$$ \begin{pmatrix} 1 & 2 & 3 & 4\\ 5 & 6 & 7 & 8\\ 9 & 10 & 11 & 12\\ 13 & 14 & 15 & 16\\ \end{pmatrix} $$
I am asked to find the kernel of the matrix $M$. After doing some row operation I get to $$ \begin{pmatrix} 1 & 2 & 3 & 4\\ 0 & -4 & -8 & -12\\ 0 & 0 & 0 & 0\\ 0 & 0 & 0 & 0\\ \end{pmatrix} $$
and for $x$ I find $x = \alpha + 2\beta$, whereas $y = -2\alpha -3\beta$ Therefore, $$ \begin{pmatrix} \alpha + 2\beta\\ -2\alpha - 3\beta\\ \alpha\\ \beta\\ \end{pmatrix} $$
When we take outside alpha and beta: we get two vectors: $$ \begin{pmatrix} 1\\ -2\\ 1\\ 0\\ \end{pmatrix} $$ and $$ \begin{pmatrix} 2\\ -3\\ 0\\ 1\\ \end{pmatrix} $$ which are linearly independent and form a basis of this $ker(M)$ Could you please confirm with me whether you get the same result? Thank you.

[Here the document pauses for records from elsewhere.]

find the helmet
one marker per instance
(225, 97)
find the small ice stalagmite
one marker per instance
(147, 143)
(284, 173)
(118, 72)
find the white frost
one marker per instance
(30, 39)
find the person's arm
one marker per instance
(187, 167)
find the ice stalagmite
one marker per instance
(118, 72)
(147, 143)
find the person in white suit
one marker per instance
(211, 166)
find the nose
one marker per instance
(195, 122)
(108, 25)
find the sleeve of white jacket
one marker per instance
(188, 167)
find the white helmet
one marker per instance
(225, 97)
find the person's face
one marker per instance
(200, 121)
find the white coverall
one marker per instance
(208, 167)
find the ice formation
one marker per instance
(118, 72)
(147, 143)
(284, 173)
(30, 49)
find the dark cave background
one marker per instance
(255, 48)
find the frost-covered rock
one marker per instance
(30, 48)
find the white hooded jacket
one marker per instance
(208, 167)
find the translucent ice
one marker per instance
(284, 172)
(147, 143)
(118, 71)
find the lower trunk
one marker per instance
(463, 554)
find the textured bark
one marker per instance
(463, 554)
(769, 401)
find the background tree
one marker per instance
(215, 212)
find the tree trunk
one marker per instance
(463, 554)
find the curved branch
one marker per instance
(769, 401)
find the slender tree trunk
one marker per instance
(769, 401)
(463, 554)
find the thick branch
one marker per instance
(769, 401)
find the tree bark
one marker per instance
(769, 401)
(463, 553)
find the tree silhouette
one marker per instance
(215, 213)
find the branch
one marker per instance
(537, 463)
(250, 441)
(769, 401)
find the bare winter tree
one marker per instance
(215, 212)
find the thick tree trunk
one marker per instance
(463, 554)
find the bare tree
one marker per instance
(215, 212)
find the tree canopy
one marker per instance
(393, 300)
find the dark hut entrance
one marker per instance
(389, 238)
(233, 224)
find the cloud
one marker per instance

Yes it is correct, in case of doubt you can check it directly by simple multiplication for RREF matrix
$$\begin{bmatrix} 1 & 2 & 3 & 4\\ 0 & -4 & -8 & -12\\ 0 & 0 & 0 & 0\\ 0 & 0 & 0 & 0\\ \end{bmatrix}\begin{bmatrix} 1\\ -2\\ 1\\ 0\\ \end{bmatrix}=0$$
$$\begin{bmatrix} 1 & 2 & 3 & 4\\ 0 & -4 & -8 & -12\\ 0 & 0 & 0 & 0\\ 0 & 0 & 0 & 0\\ \end{bmatrix}\begin{bmatrix} 2\\ -3\\ 0\\ 1\\ \end{bmatrix} =0 $$
or/and also for the original matrix
$$\begin{bmatrix} 1 & 2 & 3 & 4\\ 5 & 6 & 7 & 8\\ 9 & 10 & 11 & 12\\ 13 & 14 & 15 & 16\\ \end{bmatrix} \begin{bmatrix} 1\\ -2\\ 1\\ 0\\ \end{bmatrix}=0$$
$$\begin{bmatrix} 1 & 2 & 3 & 4\\ 5 & 6 & 7 & 8\\ 9 & 10 & 11 & 12\\ 13 & 14 & 15 & 16\\ \end{bmatrix} \begin{bmatrix} 2\\ -3\\ 0\\ 1\\ \end{bmatrix} =0 $$
Note that also after this check, for the correctness of the result it is crucial that RREF is calculated properly. In case of doubt on it we can evaluate $rank(M)$ with others methods or follow the nice suggestion give by Atmos to be sure that $dim(Ker M)=2$ and thus that what we have found is a basis for $Ker(M)$.